Earlier this week, the Second Circuit Court of Appeals affirmed a decision in In re: South African Apartheid Litigation dismissing claims brought pursuant to the Alien Tort Statute (“ATS”) against Ford and IBM. Plaintiffs had alleged that the companies aided and abetted tortious conduct by South Africa’s apartheid regime.
The Court observed that the “focus” of the necessary inquiry as to whether plaintiffs’ claims properly “touch and concern” the United States is “the nature and location of the conduct constituting the alleged offenses under the law of nations.” A court must therefore “isolate the ‘relevant conduct'” and then perform a two-prong inquiry:
- Step 1: Determine whether the relevant conduct sufficient touches and concerns the United States so as to displace the presumption against extraterritoriality.
- Step 2: Determine whether that same conduct states a claim for a violation of the law of nations or aiding and abetting another’s violation of the law of nations.
Citing Presbyterian Church of Sudan v.
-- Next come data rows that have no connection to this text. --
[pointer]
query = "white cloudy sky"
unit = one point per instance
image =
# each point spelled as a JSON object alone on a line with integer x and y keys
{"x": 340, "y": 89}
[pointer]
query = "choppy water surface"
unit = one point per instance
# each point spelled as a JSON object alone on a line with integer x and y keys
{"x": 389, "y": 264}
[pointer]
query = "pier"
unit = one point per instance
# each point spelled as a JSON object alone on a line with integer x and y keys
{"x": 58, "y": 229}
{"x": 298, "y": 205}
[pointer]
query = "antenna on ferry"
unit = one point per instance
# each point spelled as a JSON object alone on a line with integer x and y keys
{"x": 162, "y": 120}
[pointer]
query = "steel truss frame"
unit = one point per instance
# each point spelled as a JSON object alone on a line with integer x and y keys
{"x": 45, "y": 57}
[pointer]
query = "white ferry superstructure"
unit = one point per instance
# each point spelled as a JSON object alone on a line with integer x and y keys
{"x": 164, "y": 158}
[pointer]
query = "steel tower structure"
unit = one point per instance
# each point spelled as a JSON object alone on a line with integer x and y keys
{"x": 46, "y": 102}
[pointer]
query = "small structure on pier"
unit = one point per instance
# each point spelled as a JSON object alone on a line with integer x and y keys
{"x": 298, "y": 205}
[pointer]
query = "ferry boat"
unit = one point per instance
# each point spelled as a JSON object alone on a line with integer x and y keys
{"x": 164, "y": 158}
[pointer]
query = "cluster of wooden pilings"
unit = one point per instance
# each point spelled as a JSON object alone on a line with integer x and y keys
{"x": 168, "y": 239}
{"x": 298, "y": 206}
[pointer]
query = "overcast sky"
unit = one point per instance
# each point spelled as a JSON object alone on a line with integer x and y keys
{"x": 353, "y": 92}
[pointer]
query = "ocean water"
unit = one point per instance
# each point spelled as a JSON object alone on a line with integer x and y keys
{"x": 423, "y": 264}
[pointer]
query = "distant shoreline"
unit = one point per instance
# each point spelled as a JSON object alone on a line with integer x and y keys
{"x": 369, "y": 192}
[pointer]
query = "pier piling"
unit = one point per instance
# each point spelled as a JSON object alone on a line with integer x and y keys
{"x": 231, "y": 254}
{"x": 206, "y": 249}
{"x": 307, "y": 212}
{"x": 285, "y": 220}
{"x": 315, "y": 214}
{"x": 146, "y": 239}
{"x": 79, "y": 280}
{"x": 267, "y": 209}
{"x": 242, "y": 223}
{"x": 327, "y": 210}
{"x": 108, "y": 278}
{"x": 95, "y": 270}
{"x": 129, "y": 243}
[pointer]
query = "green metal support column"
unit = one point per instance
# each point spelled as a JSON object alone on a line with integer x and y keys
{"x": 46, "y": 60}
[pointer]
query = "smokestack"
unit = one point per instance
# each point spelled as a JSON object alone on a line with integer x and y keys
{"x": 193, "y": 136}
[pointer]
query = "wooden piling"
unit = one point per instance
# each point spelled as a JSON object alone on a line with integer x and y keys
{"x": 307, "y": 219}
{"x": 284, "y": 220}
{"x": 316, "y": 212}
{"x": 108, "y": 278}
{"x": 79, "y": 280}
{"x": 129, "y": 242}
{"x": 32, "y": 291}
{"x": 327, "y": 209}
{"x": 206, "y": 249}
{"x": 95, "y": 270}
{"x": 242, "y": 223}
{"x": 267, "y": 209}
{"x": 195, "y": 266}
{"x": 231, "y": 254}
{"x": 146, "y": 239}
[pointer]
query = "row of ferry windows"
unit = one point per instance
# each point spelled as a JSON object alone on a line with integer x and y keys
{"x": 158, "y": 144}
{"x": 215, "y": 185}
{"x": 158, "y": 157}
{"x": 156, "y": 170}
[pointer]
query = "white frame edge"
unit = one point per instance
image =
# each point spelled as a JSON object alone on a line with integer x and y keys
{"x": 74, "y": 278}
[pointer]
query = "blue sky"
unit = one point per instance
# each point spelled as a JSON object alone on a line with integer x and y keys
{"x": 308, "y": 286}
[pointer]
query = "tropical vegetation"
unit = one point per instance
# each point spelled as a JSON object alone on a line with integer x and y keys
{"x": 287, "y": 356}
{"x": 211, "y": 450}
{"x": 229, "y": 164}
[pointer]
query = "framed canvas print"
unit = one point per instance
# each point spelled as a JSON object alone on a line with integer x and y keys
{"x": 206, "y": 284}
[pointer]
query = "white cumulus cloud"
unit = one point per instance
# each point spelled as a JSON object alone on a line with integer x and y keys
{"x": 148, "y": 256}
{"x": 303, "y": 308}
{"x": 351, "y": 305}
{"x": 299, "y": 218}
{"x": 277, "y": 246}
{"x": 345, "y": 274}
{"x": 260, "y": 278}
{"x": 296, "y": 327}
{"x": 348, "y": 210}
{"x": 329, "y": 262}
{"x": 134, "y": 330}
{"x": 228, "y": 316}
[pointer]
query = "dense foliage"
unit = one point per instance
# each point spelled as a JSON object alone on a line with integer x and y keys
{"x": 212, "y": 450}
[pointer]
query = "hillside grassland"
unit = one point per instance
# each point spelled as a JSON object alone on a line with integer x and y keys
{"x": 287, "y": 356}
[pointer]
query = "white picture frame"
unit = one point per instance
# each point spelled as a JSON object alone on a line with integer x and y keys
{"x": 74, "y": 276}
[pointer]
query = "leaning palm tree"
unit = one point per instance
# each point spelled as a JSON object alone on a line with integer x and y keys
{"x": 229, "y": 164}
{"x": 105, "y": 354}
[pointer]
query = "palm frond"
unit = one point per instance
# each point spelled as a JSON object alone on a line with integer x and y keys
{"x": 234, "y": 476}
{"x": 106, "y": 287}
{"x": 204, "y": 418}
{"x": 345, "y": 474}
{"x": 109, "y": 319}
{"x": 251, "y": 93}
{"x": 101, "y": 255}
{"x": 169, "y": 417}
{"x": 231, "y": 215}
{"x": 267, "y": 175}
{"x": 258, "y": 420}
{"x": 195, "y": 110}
Talisman Energy (2d Cir. 2009), the Court stated that a claim may only be brought pursuant to a theory of aiding and abetting if plaintiffs can show that a defendant (1) provided practical assistance to the principal which has a substantial effect on the perpetration of the crime; and (2) did so with the purpose of facilitating the commission of that crime.
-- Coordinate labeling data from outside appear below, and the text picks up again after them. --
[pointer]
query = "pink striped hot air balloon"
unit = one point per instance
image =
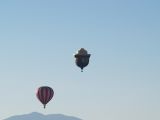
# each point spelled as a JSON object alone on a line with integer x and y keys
{"x": 45, "y": 94}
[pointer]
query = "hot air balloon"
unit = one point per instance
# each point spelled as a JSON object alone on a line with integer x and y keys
{"x": 82, "y": 58}
{"x": 45, "y": 94}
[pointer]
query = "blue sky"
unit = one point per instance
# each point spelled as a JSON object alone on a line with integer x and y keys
{"x": 37, "y": 42}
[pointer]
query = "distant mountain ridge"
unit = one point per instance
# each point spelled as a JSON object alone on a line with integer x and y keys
{"x": 39, "y": 116}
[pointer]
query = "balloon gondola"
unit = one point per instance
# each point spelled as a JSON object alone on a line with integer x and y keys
{"x": 82, "y": 58}
{"x": 44, "y": 94}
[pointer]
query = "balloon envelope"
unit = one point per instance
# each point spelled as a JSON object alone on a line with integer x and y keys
{"x": 45, "y": 94}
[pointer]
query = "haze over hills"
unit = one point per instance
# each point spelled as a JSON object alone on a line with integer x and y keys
{"x": 38, "y": 116}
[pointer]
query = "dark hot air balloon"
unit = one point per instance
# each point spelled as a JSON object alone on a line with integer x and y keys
{"x": 45, "y": 94}
{"x": 82, "y": 58}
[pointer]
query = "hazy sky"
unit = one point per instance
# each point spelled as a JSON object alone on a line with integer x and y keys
{"x": 39, "y": 37}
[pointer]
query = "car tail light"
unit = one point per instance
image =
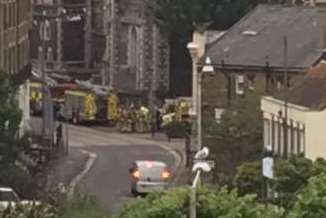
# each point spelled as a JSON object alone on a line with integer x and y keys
{"x": 166, "y": 174}
{"x": 136, "y": 174}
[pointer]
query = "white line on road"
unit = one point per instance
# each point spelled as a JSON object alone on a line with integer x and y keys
{"x": 90, "y": 162}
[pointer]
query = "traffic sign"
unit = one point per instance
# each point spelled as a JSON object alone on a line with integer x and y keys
{"x": 211, "y": 163}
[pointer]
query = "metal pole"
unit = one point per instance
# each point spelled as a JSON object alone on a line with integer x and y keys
{"x": 285, "y": 127}
{"x": 199, "y": 111}
{"x": 193, "y": 199}
{"x": 43, "y": 72}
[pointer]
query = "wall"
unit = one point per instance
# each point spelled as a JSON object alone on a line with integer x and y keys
{"x": 313, "y": 123}
{"x": 315, "y": 134}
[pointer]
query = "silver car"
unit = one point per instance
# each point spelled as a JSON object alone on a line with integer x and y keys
{"x": 148, "y": 176}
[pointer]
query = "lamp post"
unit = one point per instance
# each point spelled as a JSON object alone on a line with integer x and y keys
{"x": 198, "y": 167}
{"x": 208, "y": 68}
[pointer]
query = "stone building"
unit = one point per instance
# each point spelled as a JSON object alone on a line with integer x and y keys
{"x": 128, "y": 48}
{"x": 250, "y": 56}
{"x": 61, "y": 28}
{"x": 15, "y": 23}
{"x": 296, "y": 126}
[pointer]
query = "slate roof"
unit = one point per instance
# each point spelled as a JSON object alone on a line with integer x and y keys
{"x": 270, "y": 23}
{"x": 310, "y": 92}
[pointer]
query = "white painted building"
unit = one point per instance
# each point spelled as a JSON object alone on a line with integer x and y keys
{"x": 306, "y": 117}
{"x": 23, "y": 102}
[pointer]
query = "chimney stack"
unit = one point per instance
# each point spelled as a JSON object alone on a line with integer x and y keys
{"x": 321, "y": 12}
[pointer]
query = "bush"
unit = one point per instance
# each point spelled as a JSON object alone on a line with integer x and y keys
{"x": 30, "y": 211}
{"x": 82, "y": 207}
{"x": 18, "y": 179}
{"x": 176, "y": 129}
{"x": 211, "y": 204}
{"x": 312, "y": 201}
{"x": 291, "y": 176}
In its decision, the Court found that, with regard to Ford, plaintiffs had only alleged relevant conduct in South Africa. The Court noted that “[i]t was Ford’s subsidiary in South Africa, not Ford, that is alleged to have assembled and sold the specialized vehicles [to South African police and security forces] with parts shipped principally from Canada and the United Kingdom[.]” The Court also observed that “it was Ford’s South African subsidiary, not Ford, that allegedly provided information to the apartheid government about anti-apartheid activists in South Africa.” The Court noted that it has previously rejected a claim that the U.S.-based apartheid defendants could be held vicariously liable for the acts of their South African subsidiaries.
With regard to IBM, the Court found that plaintiffs had shown that certain conduct on the part of the company may have “touched and concerned” the United States with sufficient force so as to displace the presumption against extraterritoriality. Specifically, plaintiffs alleged that IBM developed hardware and software in the United States that was used in South Africa to implement an ID system that supported racial separation. The Court therefore found that plaintiffs had satisfied the first prong of the jurisdictional analysis. The Court, however, found that plaintiffs had not shown that IBM acted with the purpose of supporting human rights abuses in South Africa. Plaintiffs therefore failed on the second prong and the lower court’s dismissal was affirmed.